O que Washington não percebeu sobre o Níger e a Rússia

A junta no poder apelou recentemente às tropas americanas para abandonarem o país, após uma reunião em que os responsáveis norte-americanos advertiram contra a parceria com Moscovo

Em 17 de março, o Conselho Nacional para a Salvaguarda da Pátria (CNSP) do Níger suspendeu o seu acordo militar com os Estados Unidos após uma visita de altos funcionários americanos à capital, Niamey. Um porta-voz do CNSP disse que a decisão foi tomada depois de a delegação americana ter avisado o regime militar contra a parceria com a Rússia e o Irão. O Níger, que acolhe cerca de 1000 soldados americanos e uma base de drones, tem sido um parceiro importante nas operações antiterroristas de Washington na região. Mas as relações deterioraram-se consideravelmente desde julho de 2023, quando a guarda presidencial do Níger destituiu o democraticamente eleito Mohamed Bozoum e instalou o General Abdourahamane Tchiani.

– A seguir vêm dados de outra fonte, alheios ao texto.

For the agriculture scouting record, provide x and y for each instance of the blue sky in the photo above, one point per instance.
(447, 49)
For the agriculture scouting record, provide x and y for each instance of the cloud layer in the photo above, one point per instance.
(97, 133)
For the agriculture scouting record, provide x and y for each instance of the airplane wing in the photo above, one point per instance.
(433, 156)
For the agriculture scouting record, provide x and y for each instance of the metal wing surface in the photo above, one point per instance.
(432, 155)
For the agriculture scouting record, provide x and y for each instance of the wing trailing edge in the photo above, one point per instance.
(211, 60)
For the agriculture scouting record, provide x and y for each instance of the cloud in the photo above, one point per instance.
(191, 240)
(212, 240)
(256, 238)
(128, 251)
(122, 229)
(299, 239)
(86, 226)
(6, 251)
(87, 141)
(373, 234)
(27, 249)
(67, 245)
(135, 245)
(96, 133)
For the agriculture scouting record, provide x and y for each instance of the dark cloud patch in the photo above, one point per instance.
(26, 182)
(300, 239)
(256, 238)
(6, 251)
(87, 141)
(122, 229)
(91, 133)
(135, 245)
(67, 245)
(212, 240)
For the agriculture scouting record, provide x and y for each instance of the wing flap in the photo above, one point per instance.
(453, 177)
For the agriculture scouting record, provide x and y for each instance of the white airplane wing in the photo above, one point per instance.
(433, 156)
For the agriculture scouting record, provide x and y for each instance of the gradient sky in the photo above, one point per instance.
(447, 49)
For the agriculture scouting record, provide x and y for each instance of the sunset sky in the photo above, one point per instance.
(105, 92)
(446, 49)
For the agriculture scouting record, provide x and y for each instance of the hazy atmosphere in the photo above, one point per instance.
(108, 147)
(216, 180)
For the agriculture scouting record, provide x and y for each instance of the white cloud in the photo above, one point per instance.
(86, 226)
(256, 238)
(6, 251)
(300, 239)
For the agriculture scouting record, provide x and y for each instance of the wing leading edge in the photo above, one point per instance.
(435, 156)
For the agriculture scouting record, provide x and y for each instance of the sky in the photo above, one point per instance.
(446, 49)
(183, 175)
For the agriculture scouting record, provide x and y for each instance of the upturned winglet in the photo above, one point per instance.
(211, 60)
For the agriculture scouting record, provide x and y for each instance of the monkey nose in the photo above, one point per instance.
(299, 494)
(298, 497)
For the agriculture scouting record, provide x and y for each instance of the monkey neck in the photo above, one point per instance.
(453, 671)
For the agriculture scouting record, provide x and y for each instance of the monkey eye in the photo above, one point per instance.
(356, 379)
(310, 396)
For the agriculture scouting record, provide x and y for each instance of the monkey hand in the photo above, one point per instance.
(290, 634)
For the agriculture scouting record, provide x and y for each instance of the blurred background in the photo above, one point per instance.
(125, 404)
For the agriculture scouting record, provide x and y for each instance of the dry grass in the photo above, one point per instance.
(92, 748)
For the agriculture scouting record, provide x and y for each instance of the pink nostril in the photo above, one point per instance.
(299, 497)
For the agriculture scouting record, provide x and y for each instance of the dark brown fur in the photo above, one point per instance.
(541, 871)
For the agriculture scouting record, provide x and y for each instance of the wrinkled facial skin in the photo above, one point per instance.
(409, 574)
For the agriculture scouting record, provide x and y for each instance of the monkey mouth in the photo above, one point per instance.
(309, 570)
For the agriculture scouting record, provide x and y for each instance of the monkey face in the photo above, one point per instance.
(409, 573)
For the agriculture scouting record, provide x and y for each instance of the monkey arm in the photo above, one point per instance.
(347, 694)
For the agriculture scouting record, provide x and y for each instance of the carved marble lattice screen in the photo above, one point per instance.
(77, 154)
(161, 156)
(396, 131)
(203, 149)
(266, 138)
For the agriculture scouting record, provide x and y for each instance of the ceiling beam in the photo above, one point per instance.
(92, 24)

A influência russa é muito visível no discurso ocidental sobre o Sahel e, atualmente, influencia a política e a tomada de decisões dos EUA em locais como o Níger. Isto é um erro. Uma atenção exagerada à Rússia não compreende a escala e o âmbito da presença de Moscovo. Mais importante ainda, ignora os padrões de governação de longa data e nega o papel dos africanos nos movimentos e blocos políticos pró-soberania emergentes. Nem os EUA nem a Rússia estão em posição de forçar os africanos a escolherem um lado e os esforços para o fazer apenas resultarão em reprovação.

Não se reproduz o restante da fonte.